December 1, 2018

1. A Brief Inquiry Into Online Relationships / The 1975

Whip-smart, omnivorous, and confessional, The 1975's A Brief Inquiry Into Online Relationships is the year's best album.  At the end of November, this big, audacious, world-beating pop record came along in the nick of time to claim its rightful spot at the top.  In a year that was missing an arena-swelling record that delivered on all fronts, the Manchester band took a giant leap into the zeitgest, burying any notion that less is more.

A Brief Inquiry is the sound of millennials holding a mirror up to millennials, as Matt Healy's songwriting defiantly seeks to avoid crumbling under the weight of their collective anxieties.  In the age of Brexit, Trump, and virulent tribalism, the record is an antidote that encourages you to give yourself a try, give us a try.

The record has everything.  There are buzzy emo anthems ("Give Yourself a Try"), bouncy trop-pop affairs ("TOOTIME"), UK garage workouts ("How To Draw / Petrichor"), arena synth-rockers ("Love It If We Made It"), acoustic love ballads ("Be My Mistake"), jazz-fusion trips ("Sincerity is Scary"), auto-tuned torch jams ("I Like America & America Likes Me"), and '90s R&B joints ("I Couldn't Be More In Love").  Healy and his mates range across genres and find thrilling inspiration in making them their own, timely and accessible.  Had The 1975 chosen just any one of these paths, the band would have made a fantastic record, which is truly remarkable.

Much has been made of Healy quoting Kanye and Trump in "Love It If We Made It" or disclosing his past battles with drugs in "It's Not Living (If It's Not With You)."  While his writing is vulnerable and prescient, the record is more than Healy's private demons or a topical run through headline swipes.  It is ridiculously fun and enjoyable, a heady rush of uplifting melodies and in-the-pocket grooves.  "I'm making pop records," Healy said.  "When I say we're a pop band, what I'm really saying is we're not a rock band.  Please stop calling us a rock band--cause I think that's the only music we don't make."

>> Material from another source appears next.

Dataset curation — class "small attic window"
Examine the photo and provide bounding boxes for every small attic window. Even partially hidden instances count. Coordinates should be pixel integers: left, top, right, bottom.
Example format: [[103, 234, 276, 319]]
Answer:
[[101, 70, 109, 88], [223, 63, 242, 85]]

The pop eclecticism is exhilarating.  It is clear the band is in love with a wide range of influences, unafraid to tackle them with their considerable artistic gifts.  "How to Draw / Petrichor" is "the sound of being young," a homage to the late-night dance records Healy consumed as a kid while listening to the radio at home.  "Love It If We Made It" was influenced by "killing The Blue Nile's Hats before we went on stage, listening to that record until it broke."  Stuffed with lines from Kanye, Trump, and the tabloids, the track is the best arena-rock song of the year, deftly chronicling the can-you-believe-it madness of our day.

"Be My Mistake" channels Nick Drake as Healy goes full-out singer-songwriter.  "Sincerity is Scary," a subtle screed against social media, is avante-garde jazz in the vein of Chance the Rapper.  The superb track features jazz player Roy Hargrove, who laid down the brass section for D'Angelo's Voodoo, and "the greatest musician I've ever been in a room with by a mile," according to Healy.  "I Like America & America Likes Me" apes Bon Iver's auto-tuned synth to glorious, nocturnal realms.  "It's the sound of America to me at the moment," Healy said.  "I was almost going to put it out with just mumble lyrics, to see how far I could take it."

"Mine" is a classic jazz standard inspired by the band's love of Coltrane.  "Surrounded by Heads and Bodies," a sharp retelling of Healy's time in rehab, lifts its title from the opening lines of David Foster Wallace's Infinite Jest, which Healy read because it was opened to its first page, "as most copies of Infinite Jest are."  "I Always Wanna Die Sometimes" employs strings by David Campbell, the same guy who glossed them all over the Goo Goo Dolls' "Iris."  Healy hoped the cinematic closer might be the band's "I Don't Want to Miss A Thing," which is sort of awesome to admit.

Undoubtedly, The 1975's record is the sound of 2018.  Hugely entertaining, ambitious, maximalist, dizzying, sincere, the record leaves it all out there, haters be damned.

(Bonus points: best video of the year riffing on The Talking Heads' classic live concert Stop Making Sense.)